大会の初日には「基調講演」で自然を学ぶ――琵琶湖をめぐる命のつながり

今回の「びわ湖 東近江 SEA TO SUMMIT®」は、2日間にわたって開催され、アクティビティ前の初日には、特別講演が行われた。
今回、登壇されたのは、琵琶湖博物館の特別研究員・藤岡康弘先生。講演のテーマは、「琵琶湖水系を回遊する生き物たち ~固有種が育む豊かな食文化~」だった。
琵琶湖にしかいない固有種――例えば、ビワマスやニゴロブナといった魚は、川と湖を行き来する「回遊魚」でもある。藤岡先生は、長年の研究をもとに、これらの生き物がどのような生態をもち、なぜ琵琶湖という環境でしか生きられないのかを熱く語られた。
とくに印象的だったのは、魚たちの回遊がもたらす「文化的価値」への言及だった。郷土料理「ふなずし」には、固有種のニゴロブナが欠かせない。漁獲から発酵、熟成までには1年以上かかることもあり、その背景には、自然と人間の知恵の深いつながりがある。

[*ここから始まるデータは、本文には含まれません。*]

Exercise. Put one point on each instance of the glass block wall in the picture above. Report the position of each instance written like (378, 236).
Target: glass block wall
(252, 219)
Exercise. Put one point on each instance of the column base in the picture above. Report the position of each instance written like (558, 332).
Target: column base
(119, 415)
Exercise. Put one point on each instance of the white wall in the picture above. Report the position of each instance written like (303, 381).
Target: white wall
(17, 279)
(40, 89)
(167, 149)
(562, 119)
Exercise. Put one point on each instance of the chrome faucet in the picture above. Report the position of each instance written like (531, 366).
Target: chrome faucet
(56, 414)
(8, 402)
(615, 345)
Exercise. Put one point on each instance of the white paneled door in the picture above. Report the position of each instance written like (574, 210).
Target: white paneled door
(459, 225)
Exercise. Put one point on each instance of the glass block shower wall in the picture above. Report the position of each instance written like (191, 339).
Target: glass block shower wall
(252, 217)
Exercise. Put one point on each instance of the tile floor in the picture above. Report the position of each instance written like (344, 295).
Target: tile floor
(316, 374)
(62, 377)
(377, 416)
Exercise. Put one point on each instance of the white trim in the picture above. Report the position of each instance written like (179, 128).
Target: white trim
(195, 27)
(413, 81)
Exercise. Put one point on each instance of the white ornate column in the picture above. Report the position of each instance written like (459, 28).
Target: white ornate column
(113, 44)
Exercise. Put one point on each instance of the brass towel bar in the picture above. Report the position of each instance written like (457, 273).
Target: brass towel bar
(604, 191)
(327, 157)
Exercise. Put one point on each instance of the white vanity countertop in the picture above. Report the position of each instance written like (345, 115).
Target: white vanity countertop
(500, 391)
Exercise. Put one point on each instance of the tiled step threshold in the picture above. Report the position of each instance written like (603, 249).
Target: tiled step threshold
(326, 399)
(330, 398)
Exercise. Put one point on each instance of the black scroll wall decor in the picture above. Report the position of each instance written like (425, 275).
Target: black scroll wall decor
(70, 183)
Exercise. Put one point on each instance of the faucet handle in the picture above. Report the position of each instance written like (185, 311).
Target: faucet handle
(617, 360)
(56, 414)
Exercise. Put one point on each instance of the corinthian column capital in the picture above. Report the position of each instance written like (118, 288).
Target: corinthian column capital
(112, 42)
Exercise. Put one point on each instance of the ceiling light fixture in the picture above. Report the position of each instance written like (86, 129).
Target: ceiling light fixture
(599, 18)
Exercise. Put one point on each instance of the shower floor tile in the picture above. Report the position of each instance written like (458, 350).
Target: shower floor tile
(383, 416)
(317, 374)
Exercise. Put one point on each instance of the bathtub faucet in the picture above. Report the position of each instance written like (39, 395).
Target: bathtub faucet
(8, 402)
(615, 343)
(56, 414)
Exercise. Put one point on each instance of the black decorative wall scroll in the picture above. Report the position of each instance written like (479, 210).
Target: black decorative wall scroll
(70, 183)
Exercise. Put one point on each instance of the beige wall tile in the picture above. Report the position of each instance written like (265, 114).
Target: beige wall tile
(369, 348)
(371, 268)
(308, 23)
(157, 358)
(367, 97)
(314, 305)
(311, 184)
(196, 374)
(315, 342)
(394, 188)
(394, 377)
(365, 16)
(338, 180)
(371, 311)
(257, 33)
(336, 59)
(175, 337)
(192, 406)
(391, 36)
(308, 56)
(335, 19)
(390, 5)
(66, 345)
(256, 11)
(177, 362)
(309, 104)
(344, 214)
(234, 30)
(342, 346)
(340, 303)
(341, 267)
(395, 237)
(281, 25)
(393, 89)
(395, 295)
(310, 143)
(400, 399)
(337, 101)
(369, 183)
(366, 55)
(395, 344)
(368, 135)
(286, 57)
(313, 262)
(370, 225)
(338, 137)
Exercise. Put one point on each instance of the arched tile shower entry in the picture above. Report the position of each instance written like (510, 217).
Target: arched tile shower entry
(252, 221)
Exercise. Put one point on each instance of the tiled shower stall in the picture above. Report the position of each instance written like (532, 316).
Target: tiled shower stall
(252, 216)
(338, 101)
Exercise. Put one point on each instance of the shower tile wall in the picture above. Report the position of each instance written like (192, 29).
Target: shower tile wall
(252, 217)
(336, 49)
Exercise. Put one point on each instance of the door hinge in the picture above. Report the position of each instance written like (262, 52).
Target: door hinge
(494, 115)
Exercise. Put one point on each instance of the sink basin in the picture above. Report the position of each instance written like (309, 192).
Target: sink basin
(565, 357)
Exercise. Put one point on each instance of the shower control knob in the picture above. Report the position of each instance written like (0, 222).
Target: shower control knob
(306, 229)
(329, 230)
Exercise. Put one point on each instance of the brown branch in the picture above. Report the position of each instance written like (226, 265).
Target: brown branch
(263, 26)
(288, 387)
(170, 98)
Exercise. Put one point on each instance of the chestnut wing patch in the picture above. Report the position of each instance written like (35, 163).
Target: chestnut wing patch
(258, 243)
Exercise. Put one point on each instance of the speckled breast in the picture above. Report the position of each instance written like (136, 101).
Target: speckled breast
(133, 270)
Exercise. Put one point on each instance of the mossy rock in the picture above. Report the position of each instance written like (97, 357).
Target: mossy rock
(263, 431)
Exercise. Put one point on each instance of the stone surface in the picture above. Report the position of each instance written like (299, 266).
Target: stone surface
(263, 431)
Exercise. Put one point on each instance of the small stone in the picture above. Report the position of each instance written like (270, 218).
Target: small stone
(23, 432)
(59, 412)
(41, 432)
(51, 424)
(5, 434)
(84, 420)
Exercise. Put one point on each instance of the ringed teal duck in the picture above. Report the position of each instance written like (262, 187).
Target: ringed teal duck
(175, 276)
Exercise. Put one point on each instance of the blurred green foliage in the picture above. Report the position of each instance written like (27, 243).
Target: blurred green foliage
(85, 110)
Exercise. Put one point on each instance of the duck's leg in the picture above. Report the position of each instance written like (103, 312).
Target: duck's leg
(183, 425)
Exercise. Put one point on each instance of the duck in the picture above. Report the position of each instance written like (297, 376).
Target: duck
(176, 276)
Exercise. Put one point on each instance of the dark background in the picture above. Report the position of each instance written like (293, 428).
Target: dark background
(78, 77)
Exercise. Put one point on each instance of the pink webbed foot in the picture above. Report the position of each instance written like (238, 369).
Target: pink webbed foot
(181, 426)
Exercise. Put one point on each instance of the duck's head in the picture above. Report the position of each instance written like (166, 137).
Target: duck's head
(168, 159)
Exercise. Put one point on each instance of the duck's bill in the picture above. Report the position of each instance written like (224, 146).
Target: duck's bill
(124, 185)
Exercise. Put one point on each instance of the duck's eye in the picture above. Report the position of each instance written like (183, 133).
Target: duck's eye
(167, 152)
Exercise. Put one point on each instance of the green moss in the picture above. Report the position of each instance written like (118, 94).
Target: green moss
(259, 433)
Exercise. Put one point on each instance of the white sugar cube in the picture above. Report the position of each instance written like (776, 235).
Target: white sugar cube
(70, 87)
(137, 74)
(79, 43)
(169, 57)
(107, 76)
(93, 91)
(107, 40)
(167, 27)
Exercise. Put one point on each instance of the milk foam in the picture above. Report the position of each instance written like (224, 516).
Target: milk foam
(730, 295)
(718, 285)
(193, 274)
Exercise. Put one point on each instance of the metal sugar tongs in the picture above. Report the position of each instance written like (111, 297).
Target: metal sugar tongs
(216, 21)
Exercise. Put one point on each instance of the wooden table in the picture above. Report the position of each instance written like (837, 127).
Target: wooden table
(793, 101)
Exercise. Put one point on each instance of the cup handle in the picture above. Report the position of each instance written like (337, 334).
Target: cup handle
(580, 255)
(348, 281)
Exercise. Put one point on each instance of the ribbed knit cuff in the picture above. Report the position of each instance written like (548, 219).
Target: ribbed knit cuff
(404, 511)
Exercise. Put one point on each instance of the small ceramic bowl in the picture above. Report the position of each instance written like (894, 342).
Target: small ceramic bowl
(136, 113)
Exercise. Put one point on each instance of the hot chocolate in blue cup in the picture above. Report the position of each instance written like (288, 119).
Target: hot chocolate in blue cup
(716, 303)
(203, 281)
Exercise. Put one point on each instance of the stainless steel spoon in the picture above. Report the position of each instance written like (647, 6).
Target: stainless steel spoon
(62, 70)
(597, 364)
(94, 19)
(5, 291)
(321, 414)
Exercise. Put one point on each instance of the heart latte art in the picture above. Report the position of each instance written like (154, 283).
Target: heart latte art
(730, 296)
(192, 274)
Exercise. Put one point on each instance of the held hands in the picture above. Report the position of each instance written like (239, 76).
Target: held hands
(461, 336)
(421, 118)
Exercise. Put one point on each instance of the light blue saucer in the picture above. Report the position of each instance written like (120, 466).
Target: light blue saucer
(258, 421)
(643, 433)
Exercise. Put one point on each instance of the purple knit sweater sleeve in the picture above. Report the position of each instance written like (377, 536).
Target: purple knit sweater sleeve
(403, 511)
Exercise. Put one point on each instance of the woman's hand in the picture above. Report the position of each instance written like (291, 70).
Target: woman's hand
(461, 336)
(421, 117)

「固有種を守ることは、食文化を守ること。つまり、私たちの暮らしや地域のアイデンティティを守ることなんです」
そんな先生の言葉が、参加者の胸に深く刻まれた。
このイベントが、単なるアウトドア体験にとどまらず、「環境を考える機会」として設計されていることを、改めて実感した一日だった。